The struggle with history…

Aug 19, 2018

 Toronto Star – Thomas Rohner
Video shows officers punching and kicking this Inuk man on three separate occasions. Advocates warn his case is part of a trend

This article points to a disturbing increase in unnecessary, and apparently vengeful, violence on an arrest by Nunavut RCMP.  The unnecessary violence allegation is supported by video and in this particular case there are now three such incidents against the same person.  “This is one of three incidents since 2014, all captured on jailhouse video, in which Naulalik ends up in a holding cell and outmanned by larger officers, pummeled by fists, knees and boots, often while he is restrained.”  The incidents are also returning to issues around the use of the RCMP to enforce federal government policy around treatment of the Indigenous people.  In 2016, The Qikiqtani Truth Commission “found that the RCMP helped the federal government exert its sovereignty in Canada’s North.”   Related article: Toronto Star – John Paul Tasker  Ottawa to declare federal holiday to mark legacy of residential school system   Related article:  Edmonton Journal – Jonny Wakefield  Eleven prison staff fired, suspended or quit as Edmonton Institution conducts misconduct investigation   Related article: CBC News – Bethany Lindsay  Trinity Western students won’t have to sign covenant banning sex outside straight marriage   

  National Newswatch – Canadian Press
Feds to allow charities to engage in political, but not partisan, activity

The controversy has long plagued charities which are often front line opponents to social ills.  Why would your tax laws prohibit efforts to correct the social ill, especially when those same tax laws are far kinder to corporate pursuits?  The question reached a high point when the Harper government began to use the power of the CRA approved tax receipt to silence critics from the charity sector.  The compromise now appears to allow political activity as long as the activity is non-partisan.  So far, the practical difference between political and partisan remains somewhat speculative.

Miami Herald (US) – Julie K. Brown
Amid reports of sexual extortion, other horrors, feds subpoena records, tour women’s prison

Among the more disturbing outcomes from the current efforts in prison reform this article brings a rare focus on women’s prisons and the extent of the sexual abuse and corruption in their operations.  This report comes from investigations at the largest women’s prison in America, Lowell Correctional in Florida, where a federal investigation is underway following a similar investigation at the Julia Tutwiler Prison for Women in Alabama.  The report is accompanied by a 10 minute video describing the survival efforts of the inmates.  “In 2013, the prison was considered among the 10 worst prisons in the nation.
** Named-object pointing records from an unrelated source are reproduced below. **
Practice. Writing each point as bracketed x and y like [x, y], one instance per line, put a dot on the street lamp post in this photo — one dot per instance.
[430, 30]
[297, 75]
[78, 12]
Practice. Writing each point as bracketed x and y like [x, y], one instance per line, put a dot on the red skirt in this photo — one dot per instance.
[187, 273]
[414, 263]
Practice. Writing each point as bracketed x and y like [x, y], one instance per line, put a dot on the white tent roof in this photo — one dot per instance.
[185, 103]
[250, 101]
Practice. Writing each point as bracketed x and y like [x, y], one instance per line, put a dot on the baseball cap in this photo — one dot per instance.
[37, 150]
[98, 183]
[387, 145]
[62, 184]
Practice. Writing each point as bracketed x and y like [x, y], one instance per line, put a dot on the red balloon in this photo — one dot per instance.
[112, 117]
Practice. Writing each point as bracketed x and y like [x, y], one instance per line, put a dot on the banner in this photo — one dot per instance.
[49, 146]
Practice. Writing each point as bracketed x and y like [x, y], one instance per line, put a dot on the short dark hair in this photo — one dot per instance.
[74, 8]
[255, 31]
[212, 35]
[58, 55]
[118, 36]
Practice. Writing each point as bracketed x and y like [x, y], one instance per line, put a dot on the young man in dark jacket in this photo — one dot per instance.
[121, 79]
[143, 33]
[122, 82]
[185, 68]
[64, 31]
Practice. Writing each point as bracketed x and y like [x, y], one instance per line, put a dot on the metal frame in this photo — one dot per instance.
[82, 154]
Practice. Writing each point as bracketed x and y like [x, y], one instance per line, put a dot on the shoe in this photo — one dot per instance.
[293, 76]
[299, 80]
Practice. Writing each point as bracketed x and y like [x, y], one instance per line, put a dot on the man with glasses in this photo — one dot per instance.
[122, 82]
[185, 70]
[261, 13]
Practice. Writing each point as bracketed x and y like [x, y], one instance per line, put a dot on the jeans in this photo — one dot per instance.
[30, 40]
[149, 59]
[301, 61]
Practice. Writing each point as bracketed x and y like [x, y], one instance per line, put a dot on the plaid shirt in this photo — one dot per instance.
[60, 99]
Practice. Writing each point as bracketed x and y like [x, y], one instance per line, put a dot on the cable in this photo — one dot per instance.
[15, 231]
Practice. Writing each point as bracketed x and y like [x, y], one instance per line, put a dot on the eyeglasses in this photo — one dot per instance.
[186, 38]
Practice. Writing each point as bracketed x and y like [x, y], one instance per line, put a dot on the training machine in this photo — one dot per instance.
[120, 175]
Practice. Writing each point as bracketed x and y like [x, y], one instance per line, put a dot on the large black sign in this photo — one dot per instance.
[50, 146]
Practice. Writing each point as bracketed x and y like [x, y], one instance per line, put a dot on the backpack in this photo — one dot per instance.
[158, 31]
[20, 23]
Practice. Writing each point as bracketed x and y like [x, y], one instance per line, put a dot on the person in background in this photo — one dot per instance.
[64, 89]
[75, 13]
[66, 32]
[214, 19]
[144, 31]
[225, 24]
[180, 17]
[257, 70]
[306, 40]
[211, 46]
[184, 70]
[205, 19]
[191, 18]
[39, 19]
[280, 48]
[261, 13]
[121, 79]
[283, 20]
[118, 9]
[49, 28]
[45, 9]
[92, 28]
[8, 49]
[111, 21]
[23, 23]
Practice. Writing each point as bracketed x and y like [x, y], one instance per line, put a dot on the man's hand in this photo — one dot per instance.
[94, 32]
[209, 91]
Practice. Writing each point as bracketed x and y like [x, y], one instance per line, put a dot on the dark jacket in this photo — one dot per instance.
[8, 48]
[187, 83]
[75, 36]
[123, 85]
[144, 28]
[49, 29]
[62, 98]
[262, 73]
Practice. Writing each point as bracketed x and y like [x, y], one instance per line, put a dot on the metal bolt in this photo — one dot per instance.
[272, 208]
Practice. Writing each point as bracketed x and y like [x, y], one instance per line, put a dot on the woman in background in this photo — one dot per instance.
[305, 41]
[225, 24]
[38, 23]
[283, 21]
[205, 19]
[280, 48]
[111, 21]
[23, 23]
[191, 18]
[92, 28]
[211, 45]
At least one third of its staff was suspected of sexual misconduct, and inmates who dared to report the abuse were punished by being locked in confinement, a more restrictive form of incarceration.”

Prison Policy Initiative (US) – Lucius Couloute
Nowhere to Go: Homelessness among formerly incarcerated people

The question is what happens when an inmate is released from prison and returned to “society.”  The answer may have to do with the availability of housing.  Much of the prison reform seeks to find ways of reducing recidivism and this report looks at the frequency and causes of homelessness among previously incarcerated.  Gender, race, age and frequency of imprisonment play a role in the determination.

Marshall Report – Eli Hager
Why Tennessee Is Challenging the DOJ’s Ethics – A clash over evidence that could help defendants has wider implications.

In US law, the prosecutor is supposed to reveal to the defence any evidence which is found and which would tend to exculpate the accused.  “The U.S. Supreme Court has ruled in the famous Brady v. Maryland and other decisions that district attorneys are duty-bound to disclose this evidence only when it’s “material” to a case — in other words, when it would probably change the outcome.”  The criteria is facing serious challenge from the ethics endorsed by lawyers.

CBC News – Catharine Tunney
RCMP commissioner ‘not sure’ handgun ban is the answer to gun violence – Commissioner Brenda Lucki says force needs to study next steps

The comment from Canada’s top cop has some puzzling in the light of an almost frantic push by major municipalities to confront gun violence.  The concession is that the notion of a handgun ban or tweaking the current hand gun legislation is “worth a study.”  Both Montreal and Toronto have called for a ban in the face of repeated multiple shootings, now also compounded by the Fredericton killing of two police officers and two citizens.  Canada’s newly appointed federal Minister of Border Security and Organized Crime Reduction Bill Blair says he is open to better gun law.   The two cities want the feds to improve Bill C-71 to include a handgun ban.  C-71 was tabled last March prohibiting civilians from possessing assault rifles and handguns.